Kingsford Carl, Delcher Arthur L, Salzberg Steven L
Center for Bioinformatics and Computational Biology, Institute for Advanced Computer Studies, University of Maryland, USA.
Mol Biol Evol. 2007 Sep;24(9):2091-8. doi: 10.1093/molbev/msm145. Epub 2007 Jul 21.
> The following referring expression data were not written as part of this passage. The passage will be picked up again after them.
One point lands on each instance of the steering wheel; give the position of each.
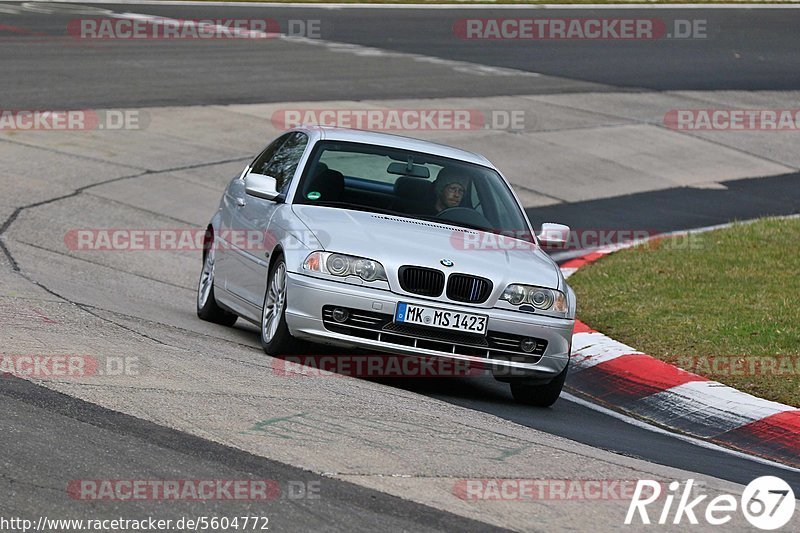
(464, 215)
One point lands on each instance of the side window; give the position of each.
(261, 162)
(284, 163)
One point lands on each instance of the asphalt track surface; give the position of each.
(747, 50)
(743, 49)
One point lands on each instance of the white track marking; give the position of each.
(590, 349)
(355, 49)
(756, 5)
(691, 440)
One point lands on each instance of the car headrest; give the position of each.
(329, 184)
(410, 187)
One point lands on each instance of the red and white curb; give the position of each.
(619, 376)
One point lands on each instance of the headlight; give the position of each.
(539, 297)
(345, 265)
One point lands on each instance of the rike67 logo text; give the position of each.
(767, 503)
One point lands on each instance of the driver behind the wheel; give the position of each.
(450, 187)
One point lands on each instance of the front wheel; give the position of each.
(207, 307)
(539, 395)
(275, 336)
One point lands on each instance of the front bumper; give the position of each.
(307, 295)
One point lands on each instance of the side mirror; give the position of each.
(261, 186)
(553, 234)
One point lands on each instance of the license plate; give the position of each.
(440, 318)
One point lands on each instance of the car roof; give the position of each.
(330, 133)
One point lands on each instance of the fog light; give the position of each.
(340, 315)
(528, 345)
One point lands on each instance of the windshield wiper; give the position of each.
(456, 224)
(356, 207)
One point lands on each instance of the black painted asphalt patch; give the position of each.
(679, 208)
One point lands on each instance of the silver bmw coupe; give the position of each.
(367, 240)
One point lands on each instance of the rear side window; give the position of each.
(283, 164)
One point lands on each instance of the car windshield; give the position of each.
(410, 184)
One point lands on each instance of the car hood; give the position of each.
(397, 241)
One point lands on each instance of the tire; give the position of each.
(207, 307)
(539, 395)
(275, 336)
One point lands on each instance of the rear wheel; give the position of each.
(539, 395)
(207, 307)
(275, 336)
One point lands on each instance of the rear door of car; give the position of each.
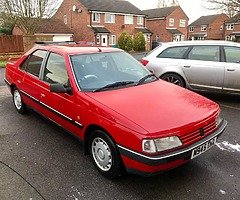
(60, 107)
(28, 81)
(203, 68)
(232, 69)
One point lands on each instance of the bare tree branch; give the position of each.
(230, 7)
(29, 13)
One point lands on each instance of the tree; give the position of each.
(139, 42)
(125, 41)
(230, 7)
(28, 13)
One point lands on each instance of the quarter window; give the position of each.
(55, 71)
(33, 64)
(109, 18)
(191, 29)
(173, 52)
(171, 22)
(229, 26)
(112, 39)
(232, 54)
(205, 53)
(140, 20)
(182, 23)
(128, 19)
(96, 17)
(203, 28)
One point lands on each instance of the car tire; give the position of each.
(174, 78)
(105, 155)
(18, 102)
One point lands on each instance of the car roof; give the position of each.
(202, 42)
(74, 49)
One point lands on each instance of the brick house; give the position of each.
(168, 23)
(102, 21)
(232, 28)
(210, 27)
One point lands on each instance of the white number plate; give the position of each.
(204, 147)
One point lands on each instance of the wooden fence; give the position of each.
(11, 43)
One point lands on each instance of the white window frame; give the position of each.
(191, 29)
(109, 18)
(96, 19)
(112, 39)
(203, 28)
(229, 27)
(182, 23)
(140, 20)
(128, 19)
(65, 19)
(171, 21)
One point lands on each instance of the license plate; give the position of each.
(204, 147)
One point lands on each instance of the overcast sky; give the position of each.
(193, 8)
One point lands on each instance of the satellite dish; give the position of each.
(74, 8)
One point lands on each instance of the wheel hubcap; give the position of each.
(173, 80)
(101, 154)
(17, 99)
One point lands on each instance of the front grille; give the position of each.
(195, 136)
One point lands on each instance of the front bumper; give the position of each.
(142, 164)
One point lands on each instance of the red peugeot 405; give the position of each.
(125, 116)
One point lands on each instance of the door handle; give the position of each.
(231, 70)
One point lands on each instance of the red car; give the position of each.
(126, 117)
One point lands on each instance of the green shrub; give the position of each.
(139, 42)
(125, 42)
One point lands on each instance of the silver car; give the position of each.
(198, 65)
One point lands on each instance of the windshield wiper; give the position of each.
(113, 85)
(142, 80)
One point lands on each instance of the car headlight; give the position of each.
(219, 119)
(161, 144)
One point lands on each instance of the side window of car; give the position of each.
(232, 54)
(33, 64)
(206, 53)
(55, 70)
(173, 52)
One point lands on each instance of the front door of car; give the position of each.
(232, 69)
(60, 107)
(203, 69)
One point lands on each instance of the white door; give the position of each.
(104, 40)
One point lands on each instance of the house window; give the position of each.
(203, 28)
(171, 22)
(109, 18)
(182, 23)
(128, 19)
(229, 26)
(140, 20)
(96, 17)
(112, 39)
(65, 19)
(191, 29)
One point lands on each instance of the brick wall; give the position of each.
(159, 26)
(215, 30)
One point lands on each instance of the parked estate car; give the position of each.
(198, 65)
(125, 116)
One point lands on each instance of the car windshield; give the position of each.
(104, 71)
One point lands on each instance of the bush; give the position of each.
(125, 42)
(139, 42)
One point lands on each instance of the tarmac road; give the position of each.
(38, 160)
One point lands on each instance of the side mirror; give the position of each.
(59, 88)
Overlapping genes are a common phenomenon. Among sequenced prokaryotes, more than 29% of all annotated genes overlap at least 1 of their 2 flanking genes. We present a unified model for the creation and repair of overlaps among adjacent genes where the 3' ends either overlap or nearly overlap. Our model, derived from a comprehensive analysis of complete prokaryotic genomes in GenBank, explains the nonuniform distribution of the lengths of such overlap regions far more simply than previously proposed models. Specifically, we explain the distribution of overlap lengths based on random extensions of genes to the next occurring downstream stop codon. Our model also provides an explanation for a newly observed (here) pattern in the distribution of the separation distances of closely spaced nonoverlapping genes. We provide evidence that the newly described biased distribution of separation distances is driven by the same phenomenon that creates the uneven distribution of overlap lengths. This suggests a dynamic picture of continual overlap creation and elimination.
重叠基因是一种常见现象。在已测序的原核生物中,超过29%的所有注释基因与其两侧的至少一个基因存在重叠。我们提出了一个统一的模型,用于解释相邻基因之间重叠的产生和修复,这些基因的3'端要么重叠,要么几乎重叠。我们的模型源自对GenBank中完整原核生物基因组的全面分析,比之前提出的模型更简单地解释了此类重叠区域长度的非均匀分布。具体而言,我们基于基因向接下来出现的下游终止密码子的随机延伸来解释重叠长度的分布。我们的模型还为新观察到的(在此处)紧密间隔的非重叠基因间隔距离分布模式提供了解释。我们提供的证据表明,新描述的间隔距离偏差分布是由产生重叠长度不均匀分布的相同现象驱动的。这暗示了一个持续的重叠产生和消除的动态图景。